I have a Java application running on Sun 1.6 32-bit VM/Solaris 10 (x86)/Nahelem 8-core(2 threads per core).
A specific usecase in the application is to respond to some external message. In my performance test environment, when I prepare and send the response in the same thread that receives the external input, I get about 50 us advantage than when I hand off the message to a separate thread to send the response. I use a ThreadPoolExecutor
with a SynchronousQueue
to do the handoff.
In your experience what is the acceptable expected delay between scheduling a task to a thread pool and it getting picked up for execution? What ideas had worked for you in the past to try improve this?
The "acceptable delay" entirely depends on your application. Dealing with everything on the same thread can indeed help if you've got very strict latency requirements. Fortunately most applications don't have requirements quite that strict.
Of course, if only one thread is able to receive requests, then tying up that thread for computing the response will mean you can't accept any other requests. Depending on what you're doing you can use asynchronous IO (etc) to avoid the "thread per request" model, but it's significantly harder IMO, and still ends up with thread context switching.
Sometimes it's appropriate to queue requests to avoid having too many threads processing them: if your handling is CPU-bound, it doesn't make much sense to have hundreds of threads - better to have a producer/consumer queue of tasks and distribute them at roughly one thread per core.
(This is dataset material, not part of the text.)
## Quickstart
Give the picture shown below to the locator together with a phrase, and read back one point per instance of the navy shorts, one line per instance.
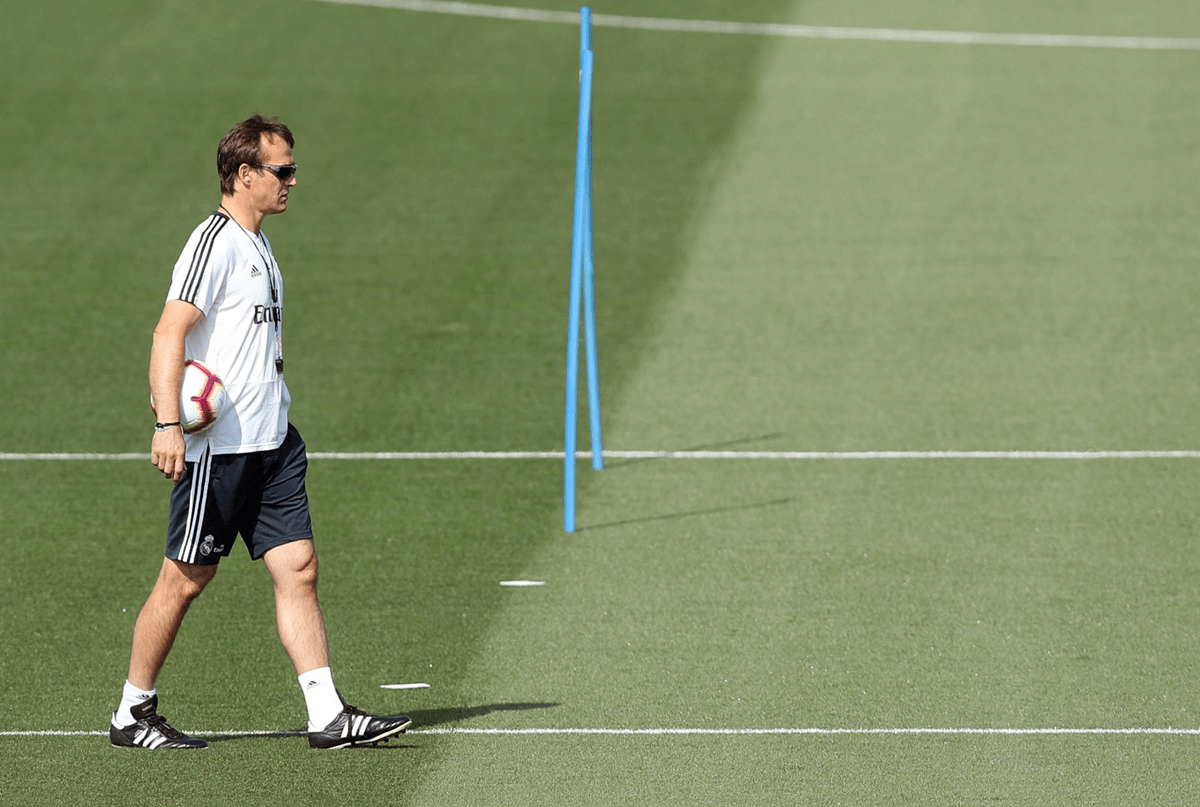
(259, 496)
That's basically what ThreadPoolExecutor
will do if you set it up properly of course. That doesn't work as well if your requests spend a lot of their time waiting for external services (including disks, but primarily other network services)... at that point you either need to use asynchronous execution models whenever you would potentially make a core idle with a blocking call, or you take the thread context switching hit and have lots of threads, relying on the thread scheduler to make it work well enough.
The bottom line is that latency requirements can be tough - in my experience they're significantly tougher than throughput requirements, as they're much harder to scale out. It really does depend on the context though.